Ilan Baruch

Ilan Baruch started to paint at the age of fourteen. His father was the one who urged him to look at landscape, to paint, and thus, to recognize his true calling as a painter. For the son of a Jewish religious family of Bukharian origin that settled in Jerusalem in the 1930s, there was no more foreign or strange occupation than painting. Despite the hesitations of his extended family, it was his father who encouraged his son to leave his studies and his friends and devote himself completely and uncompromisingly to the practice of his art. His father even brought him to the doorstep of the art school near their home in the Geula neighborhood of Jerusalem, which had been established by Rabbi Adin Steinsaltz to enable members of the religious community to study fine art.

The paintings of Ilan Baruch reflect an ongoing exercise in the language and methods of figurative painting. The actual labor of painting takes place outdoors, without the mediation of a camera. Baruch has devoted dozens of paintings to depictions of the Jerusalem landscape, its sabra plants and cypress trees, and shepherds grazing their flocks in pastures near the villages of Ein Kerem.

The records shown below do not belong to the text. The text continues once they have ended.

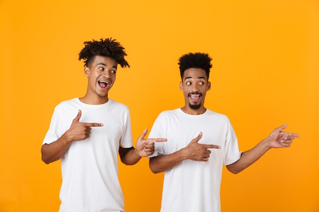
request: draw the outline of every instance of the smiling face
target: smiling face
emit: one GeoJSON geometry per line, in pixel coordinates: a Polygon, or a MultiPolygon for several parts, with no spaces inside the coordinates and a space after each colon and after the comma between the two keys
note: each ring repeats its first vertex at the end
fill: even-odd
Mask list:
{"type": "Polygon", "coordinates": [[[96,56],[89,67],[84,68],[88,77],[88,88],[85,96],[81,100],[90,104],[107,102],[109,91],[115,81],[117,68],[117,62],[112,58],[96,56]]]}
{"type": "Polygon", "coordinates": [[[210,89],[210,82],[204,70],[192,68],[185,70],[179,87],[185,99],[185,105],[181,108],[183,111],[192,115],[205,112],[204,101],[206,92],[210,89]]]}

His subjects are loaded from the beginning with a familiar mythic charge that derives from the repertoire of images representative of local culture: the cypress tree, the Arab, the sabra, and the shepherd, which were interpreted variously in the local context. For example, over time the sabra changed from being a founding symbol of Zionist nationalism and local culture to a symbol of the shattering of that ethos and a sobering moment of awakening. Baruch’s paintings challenge the validity of the definition of the mythic status of the painted object by portraying it simultaneously from the vantage point of unique and specific investigation and inclusive mythic context.